Home > Tech > Content

Deploying a Chinese-Optimized VITS2 Model on Windows

Tech Apr 14 20

This guide details the setup process for a Chinese-optimized VITS2 model on a Windows 11 system with an NVIDIA 2080 Ti GPU. The process involves environment configuration, model acquisition, dataset preparation, and training execution.

Environment Setup

A Python 3.9 environment is recommended to avoid dependency conflicts. After setting up the enviroment, install PyTorch from the official website, selecting the appropriate command for your CUDA version.

Note on PyTorch Installation: If you encounter a TBB-related error during PyTorch installation, deactivate your Conda environment and run conda uninstall TBB before retrying.

Install FFmpeg and other project dependencies:

pip install FFmpeg
pip install -r requirements.txt

Ensure all packages install without errors.

Model Acquisition

Clone the target repository. Within the project directory, create a new folder under Data/ (e.g., MySpeaker). Inside this folder, create the following subdirectories: configs, models, raw, and wavs.
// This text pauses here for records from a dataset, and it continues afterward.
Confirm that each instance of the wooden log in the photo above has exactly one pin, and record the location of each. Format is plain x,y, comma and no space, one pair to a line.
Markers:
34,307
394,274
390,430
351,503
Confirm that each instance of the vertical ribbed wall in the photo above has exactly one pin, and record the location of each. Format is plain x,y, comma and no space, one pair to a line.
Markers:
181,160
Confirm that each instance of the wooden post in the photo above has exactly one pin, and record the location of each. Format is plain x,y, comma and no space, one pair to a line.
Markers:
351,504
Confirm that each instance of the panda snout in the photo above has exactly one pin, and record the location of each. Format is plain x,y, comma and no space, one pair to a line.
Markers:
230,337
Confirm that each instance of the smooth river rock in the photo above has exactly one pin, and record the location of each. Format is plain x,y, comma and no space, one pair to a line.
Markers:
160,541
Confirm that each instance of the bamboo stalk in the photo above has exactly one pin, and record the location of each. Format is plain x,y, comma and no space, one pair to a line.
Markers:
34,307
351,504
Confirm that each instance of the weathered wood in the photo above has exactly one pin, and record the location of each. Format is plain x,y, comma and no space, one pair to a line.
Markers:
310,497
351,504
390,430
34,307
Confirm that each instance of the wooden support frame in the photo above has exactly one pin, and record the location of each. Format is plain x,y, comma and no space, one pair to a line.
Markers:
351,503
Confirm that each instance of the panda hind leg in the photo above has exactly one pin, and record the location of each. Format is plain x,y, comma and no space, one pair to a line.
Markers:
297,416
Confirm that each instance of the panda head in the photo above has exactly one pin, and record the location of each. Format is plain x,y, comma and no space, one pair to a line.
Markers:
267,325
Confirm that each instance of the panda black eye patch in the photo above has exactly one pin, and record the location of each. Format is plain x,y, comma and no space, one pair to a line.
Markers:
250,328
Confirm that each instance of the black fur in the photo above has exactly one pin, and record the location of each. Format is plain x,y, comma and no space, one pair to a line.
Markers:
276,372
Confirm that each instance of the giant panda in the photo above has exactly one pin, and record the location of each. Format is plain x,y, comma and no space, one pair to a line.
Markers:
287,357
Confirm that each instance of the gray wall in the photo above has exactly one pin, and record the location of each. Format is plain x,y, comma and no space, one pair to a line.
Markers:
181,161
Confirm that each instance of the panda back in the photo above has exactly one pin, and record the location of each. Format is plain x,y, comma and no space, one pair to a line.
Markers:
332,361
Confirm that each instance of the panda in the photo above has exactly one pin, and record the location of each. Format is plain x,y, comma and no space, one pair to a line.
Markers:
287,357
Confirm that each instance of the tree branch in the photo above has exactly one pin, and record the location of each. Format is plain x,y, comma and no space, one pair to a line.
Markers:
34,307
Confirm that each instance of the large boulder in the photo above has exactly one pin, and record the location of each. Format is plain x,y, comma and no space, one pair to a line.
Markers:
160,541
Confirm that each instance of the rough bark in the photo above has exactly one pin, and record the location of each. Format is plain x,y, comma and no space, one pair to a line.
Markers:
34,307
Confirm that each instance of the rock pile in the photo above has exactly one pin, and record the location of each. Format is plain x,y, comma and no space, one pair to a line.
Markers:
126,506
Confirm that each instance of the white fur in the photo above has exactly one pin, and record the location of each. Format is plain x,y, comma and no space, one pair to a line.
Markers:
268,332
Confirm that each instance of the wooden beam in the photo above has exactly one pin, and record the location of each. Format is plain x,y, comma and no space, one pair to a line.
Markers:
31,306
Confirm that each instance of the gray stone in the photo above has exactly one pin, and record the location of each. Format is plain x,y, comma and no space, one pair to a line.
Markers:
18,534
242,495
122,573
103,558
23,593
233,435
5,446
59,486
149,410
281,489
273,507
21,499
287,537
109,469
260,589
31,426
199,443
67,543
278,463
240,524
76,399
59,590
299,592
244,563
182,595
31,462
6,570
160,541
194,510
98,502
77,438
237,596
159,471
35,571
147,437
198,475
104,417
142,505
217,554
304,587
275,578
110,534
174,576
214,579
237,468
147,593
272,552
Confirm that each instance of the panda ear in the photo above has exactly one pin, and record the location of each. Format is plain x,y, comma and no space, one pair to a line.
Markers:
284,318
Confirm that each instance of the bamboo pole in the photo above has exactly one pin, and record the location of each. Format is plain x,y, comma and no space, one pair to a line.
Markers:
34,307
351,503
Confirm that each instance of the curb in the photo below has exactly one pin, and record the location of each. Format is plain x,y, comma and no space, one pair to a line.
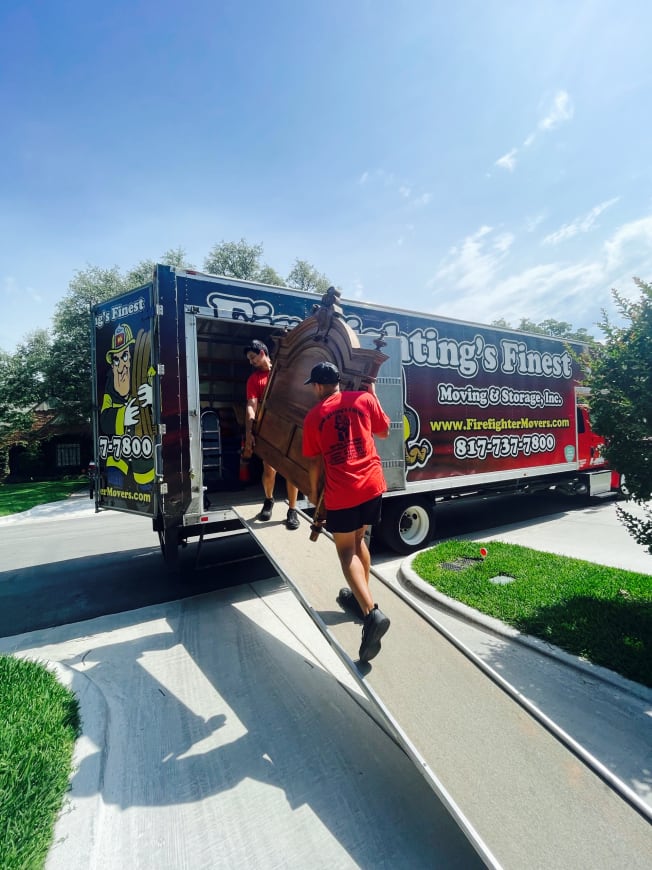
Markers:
76,829
408,578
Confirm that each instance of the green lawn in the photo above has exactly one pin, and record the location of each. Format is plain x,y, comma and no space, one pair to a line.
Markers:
38,727
17,497
602,614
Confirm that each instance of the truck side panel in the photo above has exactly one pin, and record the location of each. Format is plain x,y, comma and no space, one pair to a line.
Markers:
479,402
125,402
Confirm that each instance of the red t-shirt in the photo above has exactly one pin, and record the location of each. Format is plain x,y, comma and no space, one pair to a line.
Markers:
256,384
341,429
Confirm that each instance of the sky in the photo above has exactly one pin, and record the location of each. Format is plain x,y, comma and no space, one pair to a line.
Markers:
481,159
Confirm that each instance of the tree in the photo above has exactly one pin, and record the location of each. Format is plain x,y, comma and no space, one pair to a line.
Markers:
305,277
551,327
235,260
268,275
24,383
620,379
70,365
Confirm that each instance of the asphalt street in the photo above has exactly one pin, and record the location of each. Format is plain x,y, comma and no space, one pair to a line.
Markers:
313,780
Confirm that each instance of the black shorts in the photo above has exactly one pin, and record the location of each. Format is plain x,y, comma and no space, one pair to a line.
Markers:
352,519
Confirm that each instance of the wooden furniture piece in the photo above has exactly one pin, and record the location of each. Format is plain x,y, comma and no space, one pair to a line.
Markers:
322,337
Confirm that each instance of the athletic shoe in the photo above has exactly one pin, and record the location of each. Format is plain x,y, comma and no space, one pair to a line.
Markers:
292,521
347,601
374,628
266,512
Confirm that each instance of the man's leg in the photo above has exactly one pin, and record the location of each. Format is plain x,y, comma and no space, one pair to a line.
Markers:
292,520
355,561
293,492
268,479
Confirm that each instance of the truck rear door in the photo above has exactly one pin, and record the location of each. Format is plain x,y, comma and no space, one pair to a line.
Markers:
389,389
125,401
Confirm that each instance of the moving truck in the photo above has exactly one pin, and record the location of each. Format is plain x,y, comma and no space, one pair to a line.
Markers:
475,409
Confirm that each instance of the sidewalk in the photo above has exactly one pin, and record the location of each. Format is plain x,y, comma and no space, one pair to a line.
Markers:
223,731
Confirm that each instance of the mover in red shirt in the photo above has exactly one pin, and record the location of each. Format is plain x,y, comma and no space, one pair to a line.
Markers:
258,357
338,438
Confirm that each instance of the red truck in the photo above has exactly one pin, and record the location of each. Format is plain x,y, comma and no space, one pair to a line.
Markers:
475,409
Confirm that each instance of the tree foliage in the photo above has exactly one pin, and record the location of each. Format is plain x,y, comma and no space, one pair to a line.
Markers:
55,365
235,260
620,379
551,327
303,276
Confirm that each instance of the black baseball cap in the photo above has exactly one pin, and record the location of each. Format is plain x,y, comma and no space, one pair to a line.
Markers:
256,347
324,373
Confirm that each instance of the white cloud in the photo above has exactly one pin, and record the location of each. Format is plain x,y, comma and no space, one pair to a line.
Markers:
532,223
389,181
481,280
562,109
632,238
581,224
508,161
474,263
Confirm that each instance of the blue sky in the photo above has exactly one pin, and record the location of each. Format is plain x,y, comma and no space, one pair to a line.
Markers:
479,160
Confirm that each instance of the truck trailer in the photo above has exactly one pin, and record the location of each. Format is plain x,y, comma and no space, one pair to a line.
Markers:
475,409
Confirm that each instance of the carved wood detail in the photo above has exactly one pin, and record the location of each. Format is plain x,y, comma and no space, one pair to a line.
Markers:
322,337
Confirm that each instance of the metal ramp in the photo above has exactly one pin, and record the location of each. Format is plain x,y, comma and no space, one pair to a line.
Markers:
522,798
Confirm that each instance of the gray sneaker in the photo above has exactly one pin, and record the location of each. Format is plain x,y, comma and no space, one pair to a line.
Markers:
266,511
373,629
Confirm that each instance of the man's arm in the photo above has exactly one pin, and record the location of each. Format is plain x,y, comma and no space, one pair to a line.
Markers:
250,416
316,473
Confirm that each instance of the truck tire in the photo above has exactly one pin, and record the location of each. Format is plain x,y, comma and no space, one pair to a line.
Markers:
407,524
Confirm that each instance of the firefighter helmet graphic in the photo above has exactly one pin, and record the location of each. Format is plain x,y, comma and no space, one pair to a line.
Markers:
122,337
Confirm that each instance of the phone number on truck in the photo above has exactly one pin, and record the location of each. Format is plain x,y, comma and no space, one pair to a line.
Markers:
126,446
502,446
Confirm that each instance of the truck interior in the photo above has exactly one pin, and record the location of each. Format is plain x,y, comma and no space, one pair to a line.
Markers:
223,370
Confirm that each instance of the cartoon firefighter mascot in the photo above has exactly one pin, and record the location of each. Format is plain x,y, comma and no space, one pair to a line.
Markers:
127,410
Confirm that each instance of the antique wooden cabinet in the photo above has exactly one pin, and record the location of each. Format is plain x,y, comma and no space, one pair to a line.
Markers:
322,337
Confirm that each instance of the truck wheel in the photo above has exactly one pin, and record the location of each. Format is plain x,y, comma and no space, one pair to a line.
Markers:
169,542
407,524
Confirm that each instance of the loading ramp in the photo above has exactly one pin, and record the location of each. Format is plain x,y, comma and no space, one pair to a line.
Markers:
519,794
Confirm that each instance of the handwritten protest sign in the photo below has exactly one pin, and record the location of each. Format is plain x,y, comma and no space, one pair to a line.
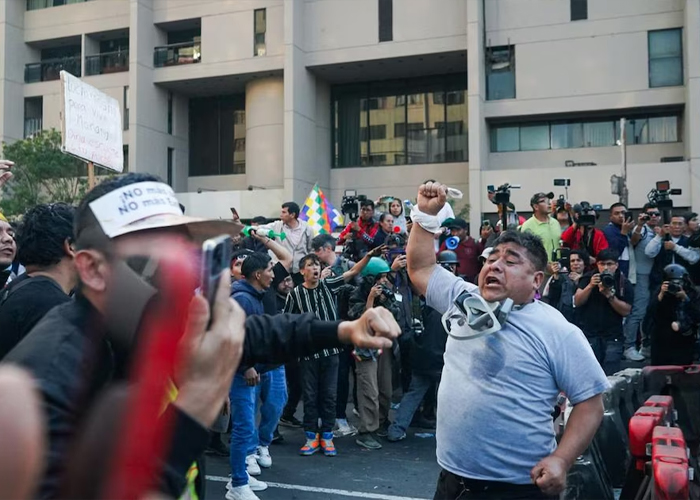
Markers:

Copy the config.json file from the project's root config folder into your new configs directory.

Download the required pre-trained models. Since Hugging Face may be inaccessible, use a mirror by replacing huggingface.co with hf-mirror.com in the download URLs. Replace MySpeaker with your folder name.

# Download BERT model
wget -P bert/Erlangshen-MegatronBert-1.3B-Chinese/ https://hf-mirror.com/IDEA-CCNL/Erlangshen-MegatronBert-1.3B/resolve/main/pytorch_model.bin

# Download WavLM model
wget -P slm/wavlm-base-plus/ https://hf-mirror.com/microsoft/wavlm-base-plus/resolve/main/pytorch_model.bin

# Download emotion models
wget -P emotional/clap-htsat-fused/ https://hf-mirror.com/laion/clap-htsat-fused/resolve/main/pytorch_model.bin
wget -P emotional/wav2vec2-large-robust-12-ft-emotion-msp-dim/ https://hf-mirror.com/audeering/wav2vec2-large-robust-12-ft-emotion-msp-dim/resolve/main/pytorch_model.bin

# Download pre-trained VITS2 checkpoints
wget -P Data/MySpeaker/models/ https://hf-mirror.com/v3ucn/Bert-vits2-Extra-Pretrained_models/resolve/main/D_0.pth
wget -P Data/MySpeaker/models/ https://hf-mirror.com/v3ucn/Bert-vits2-Extra-Pretrained_models/resolve/main/G_0.pth
wget -P Data/MySpeaker/models/ https://hf-mirror.com/v3ucn/Bert-vits2-Extra-Pretrained_models/resolve/main/WD_0.pth

Configuration

Modify two key configuration files: config.yml in the project root and config.json in your Data/MySpeaker/configs/ folder.

In config.yml:

Set dataset_path to your data folder (e.g., "./Data/MySpeaker").
Adjust train_ms.num_workers based on your CPU cores (e.g., 4).
Verify in_dir and out_dir paths.
Set the webui.model path to your target generator checkpoint (e.g., "models/G_10050.pth").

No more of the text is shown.